Amazonie : de nouveaux géoglyphes ont été découverts

L’Amazonie est au centre de toutes les attentions depuis le début de la semaine. Cela n’a rien de surprenant, car de nouveaux géoglyphes ont été découverts dans l’Acre, un état coincé entre le Brésil, le Pérou et la Bolivie.

La forêt amazonienne s’est beaucoup transformée durant ces deux derniers millénaires en raison de l’activité humaine. Et encore plus depuis quelques siècles. Le développement du commerce international de viande bovine et de cuir de la région a en effet accéléré le phénomène de déforestation.

Géoglyphes Amazonie : photo 1

Ces étranges géoglyphes ont été retrouvés en Amazonie.

Selon la WWF, la déforestation de la région aurait ainsi augmenté de 16 % entre 2014 et 2015, provoquant par la même occasion la disparition de 5 841 kilomètres carrés de forêt.

Amazonie : une forêt durement touchée par la déforestation

Le phénomène a eu de très lourdes répercussions sur la topologie des lieux. En observant attentivement ces transformations, les chercheurs ont mis à jour pas moins de 450 géoglyphes dans le sud du Brésil.

Si vous n’êtes pas familier de la chose, alors sachez que les géoglyphes désignent des dessins ou des motifs gravés à même le sol.

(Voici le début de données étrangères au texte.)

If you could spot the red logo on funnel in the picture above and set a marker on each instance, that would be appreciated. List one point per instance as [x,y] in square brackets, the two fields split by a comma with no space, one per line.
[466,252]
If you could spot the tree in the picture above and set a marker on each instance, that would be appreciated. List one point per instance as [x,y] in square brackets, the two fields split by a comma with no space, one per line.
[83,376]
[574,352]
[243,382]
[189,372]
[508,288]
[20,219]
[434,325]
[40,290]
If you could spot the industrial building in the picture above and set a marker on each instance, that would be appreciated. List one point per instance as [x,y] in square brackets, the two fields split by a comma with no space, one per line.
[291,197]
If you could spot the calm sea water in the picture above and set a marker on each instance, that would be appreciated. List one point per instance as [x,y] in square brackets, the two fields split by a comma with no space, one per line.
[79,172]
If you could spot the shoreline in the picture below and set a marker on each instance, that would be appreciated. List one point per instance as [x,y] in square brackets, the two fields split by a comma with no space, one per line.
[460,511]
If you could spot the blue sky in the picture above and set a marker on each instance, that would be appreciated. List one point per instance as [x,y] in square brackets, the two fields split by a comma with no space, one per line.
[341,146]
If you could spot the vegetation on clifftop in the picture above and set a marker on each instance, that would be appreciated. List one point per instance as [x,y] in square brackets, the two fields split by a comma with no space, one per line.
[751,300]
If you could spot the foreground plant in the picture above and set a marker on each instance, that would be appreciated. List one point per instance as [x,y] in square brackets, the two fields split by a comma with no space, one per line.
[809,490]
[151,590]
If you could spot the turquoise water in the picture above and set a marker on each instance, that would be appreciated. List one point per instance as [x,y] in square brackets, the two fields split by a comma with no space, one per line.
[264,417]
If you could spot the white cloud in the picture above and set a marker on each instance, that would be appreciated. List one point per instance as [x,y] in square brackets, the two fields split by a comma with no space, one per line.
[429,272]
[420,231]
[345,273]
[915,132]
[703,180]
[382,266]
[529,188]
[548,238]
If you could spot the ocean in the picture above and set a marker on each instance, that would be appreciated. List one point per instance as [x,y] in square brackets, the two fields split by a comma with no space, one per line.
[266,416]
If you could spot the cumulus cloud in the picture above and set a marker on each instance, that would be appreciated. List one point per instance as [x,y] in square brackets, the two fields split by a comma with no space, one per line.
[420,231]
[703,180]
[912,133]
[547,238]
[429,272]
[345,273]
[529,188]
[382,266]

Ils peuvent prendre différentes formes. Certains sont en effet formés par un entassement de pierres, d’autres par des sillons creusés dans la terre.

Ces motifs sont assez courants en Amérique Latine, et notamment au Pérou. C’est en effet dans cette région qu’ont été découvertes les fameuses lignes de Nazca. De nouveaux motifs ont d’ailleurs été retrouvés en mai dernier.

Toutefois, personne n’avait encore découvert de tels motifs dans cette région. Les autorités ont donc envoyé plusieurs archéologues sur place afin d’effectuer des relevés plus complets.

Des géoglyphes âgés de plusieurs milliers d’années

Leurs analyses ont révélé que certaines de ces structures avaient plus de deux mille ans et qu’elles couraient sur environ 13 000 kilomètres carrés.

Pour le Dr Jennifer Watling, une chercheuse du Musée d’archéologie et d’ethnographie de l’Université de Sao Paulo au Brésil, cette découverte prouve que l’Amazonie a été longuement exploitée par l’homme dans le passé. Par extension, cela veut aussi dire que la forêt n’est pas aussi vierge que beaucoup le pensaient.

En analysant les alentours, les chercheurs ont réalisé que les populations autochtones ne brûlaient pas la forêt pour l’exploiter ou pour libérer de la place pour leurs villages. Ils pensent en effet qu’ils abattaient les arbres et qu’ils les vendaient ensuite à d’autres peuplades vivant dans la région.

Les chercheurs n’ont pas encore été en mesure d’expliquer l’utilité de ces géoglyphes. D’après eux, ces structures n’avaient rien à voir avec des fondations et elles ne remplissaient pas non plus un rôle défensif. Ils pensent donc qu’elles avaient des fonctions religieuses.